Reputation: 21
I have been trying to clean a particular column from a dataset. I am using the function .apply() multiple times in order to throw out any symbol that could be in in the string values of the column.
For each symbol, here's the function : .apply(lambda x: x.replace("", ""))
Although my code works, it is quite long and not that clean.
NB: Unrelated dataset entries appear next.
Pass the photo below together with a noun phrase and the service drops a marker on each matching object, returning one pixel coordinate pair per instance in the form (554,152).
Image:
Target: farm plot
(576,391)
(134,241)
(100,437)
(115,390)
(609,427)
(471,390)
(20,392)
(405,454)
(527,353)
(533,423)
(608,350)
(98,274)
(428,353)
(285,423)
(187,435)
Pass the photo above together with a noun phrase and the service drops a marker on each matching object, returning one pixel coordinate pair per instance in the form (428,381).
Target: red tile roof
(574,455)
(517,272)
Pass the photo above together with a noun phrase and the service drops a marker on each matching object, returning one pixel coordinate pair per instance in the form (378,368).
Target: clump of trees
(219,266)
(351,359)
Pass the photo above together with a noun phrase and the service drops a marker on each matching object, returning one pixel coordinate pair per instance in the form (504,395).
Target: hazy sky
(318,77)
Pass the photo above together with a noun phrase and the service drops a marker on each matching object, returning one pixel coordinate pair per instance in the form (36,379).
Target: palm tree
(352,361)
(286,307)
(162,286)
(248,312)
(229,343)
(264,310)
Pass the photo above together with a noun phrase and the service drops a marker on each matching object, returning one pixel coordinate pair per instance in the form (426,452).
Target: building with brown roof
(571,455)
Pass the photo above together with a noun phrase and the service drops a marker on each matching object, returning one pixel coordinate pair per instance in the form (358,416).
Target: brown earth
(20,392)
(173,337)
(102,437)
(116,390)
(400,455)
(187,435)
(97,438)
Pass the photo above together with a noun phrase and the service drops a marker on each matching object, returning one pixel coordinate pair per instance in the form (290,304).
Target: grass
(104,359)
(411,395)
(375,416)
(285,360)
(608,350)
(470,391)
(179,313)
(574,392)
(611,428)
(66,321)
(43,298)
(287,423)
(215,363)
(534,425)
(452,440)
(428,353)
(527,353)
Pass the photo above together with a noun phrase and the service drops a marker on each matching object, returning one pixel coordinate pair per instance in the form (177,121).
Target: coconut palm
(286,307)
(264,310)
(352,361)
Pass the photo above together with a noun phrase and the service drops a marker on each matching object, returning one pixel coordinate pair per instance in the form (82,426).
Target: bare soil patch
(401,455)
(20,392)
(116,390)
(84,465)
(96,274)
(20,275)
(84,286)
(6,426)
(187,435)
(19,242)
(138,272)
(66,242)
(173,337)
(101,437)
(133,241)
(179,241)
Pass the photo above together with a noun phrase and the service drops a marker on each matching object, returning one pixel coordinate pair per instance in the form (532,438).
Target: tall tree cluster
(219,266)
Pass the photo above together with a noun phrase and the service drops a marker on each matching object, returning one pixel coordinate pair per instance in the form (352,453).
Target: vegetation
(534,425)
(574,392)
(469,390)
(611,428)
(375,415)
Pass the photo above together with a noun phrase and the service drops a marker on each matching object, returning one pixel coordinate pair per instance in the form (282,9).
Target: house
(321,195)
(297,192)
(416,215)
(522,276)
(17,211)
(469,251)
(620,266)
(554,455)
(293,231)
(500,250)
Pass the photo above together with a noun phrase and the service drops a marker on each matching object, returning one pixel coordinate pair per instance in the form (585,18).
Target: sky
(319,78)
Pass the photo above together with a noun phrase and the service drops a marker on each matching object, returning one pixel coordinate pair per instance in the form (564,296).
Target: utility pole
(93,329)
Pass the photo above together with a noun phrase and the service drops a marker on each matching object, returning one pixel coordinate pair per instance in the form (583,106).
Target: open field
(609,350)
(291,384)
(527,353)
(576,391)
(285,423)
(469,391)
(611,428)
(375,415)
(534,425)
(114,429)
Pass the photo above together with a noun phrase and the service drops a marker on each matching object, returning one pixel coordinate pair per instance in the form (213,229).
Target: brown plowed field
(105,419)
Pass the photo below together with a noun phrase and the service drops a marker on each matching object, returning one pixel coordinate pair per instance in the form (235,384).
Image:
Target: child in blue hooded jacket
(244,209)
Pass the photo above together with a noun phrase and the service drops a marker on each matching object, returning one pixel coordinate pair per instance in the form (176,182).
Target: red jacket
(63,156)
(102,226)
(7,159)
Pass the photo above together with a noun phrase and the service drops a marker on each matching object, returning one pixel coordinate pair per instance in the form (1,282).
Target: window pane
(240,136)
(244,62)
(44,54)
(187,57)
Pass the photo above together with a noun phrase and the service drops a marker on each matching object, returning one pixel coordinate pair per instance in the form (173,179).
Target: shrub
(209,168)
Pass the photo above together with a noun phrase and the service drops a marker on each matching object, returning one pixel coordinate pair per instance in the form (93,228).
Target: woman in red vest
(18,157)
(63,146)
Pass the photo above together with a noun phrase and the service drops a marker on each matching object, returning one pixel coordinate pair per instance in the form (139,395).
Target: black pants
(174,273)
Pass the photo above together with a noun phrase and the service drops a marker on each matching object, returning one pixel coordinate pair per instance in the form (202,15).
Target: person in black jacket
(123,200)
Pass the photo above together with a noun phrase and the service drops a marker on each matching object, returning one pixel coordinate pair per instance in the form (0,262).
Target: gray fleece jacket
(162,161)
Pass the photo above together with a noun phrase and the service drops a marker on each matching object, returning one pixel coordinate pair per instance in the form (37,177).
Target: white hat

I would like to know if there is a shorter and/or better manner of cleaning a column.
Here is my code:
df_reviews = pd.read_csv("reviews.csv")
df_reviews = df_reviews.rename(columns={"Unnamed: 0" : "index", "0" : "Name"})
df_reviews['name'] = df_reviews["Name"].str.split(':', expand=True)[0]
df_reviews['name'] = df_reviews['name'].apply(lambda x: x.replace("Review", "")).apply(lambda x: x.replace(":", "")).apply(lambda x: x.replace("'", "")).apply(lambda x: x.replace('"', "")).apply(lambda x: x.replace("#", ""))\
.apply(lambda x: x.replace("{", "")).apply(lambda x: x.replace("}", "")).apply(lambda x: x.replace("_", "")).apply(lambda x: x.replace(":", ""))
df_reviews['name'] = df_reviews['name'].str.strip()
As you can see, the many .apply() functions makes it difficult to clearly see what is getting removed from the "name" column.
Could someone help me ?
Kind regards
Upvotes: 2
Views: 1419
Reputation: 1
import pandas as pd
REMOVE_CHARS = ["Review", ":", "#", "{", "}", "_", "'", '"']
def process_name(name: str) -> str:
for removal_char in REMOVE_CHARS:
try:
print(f"removal char {removal_char}", name.index(removal_char))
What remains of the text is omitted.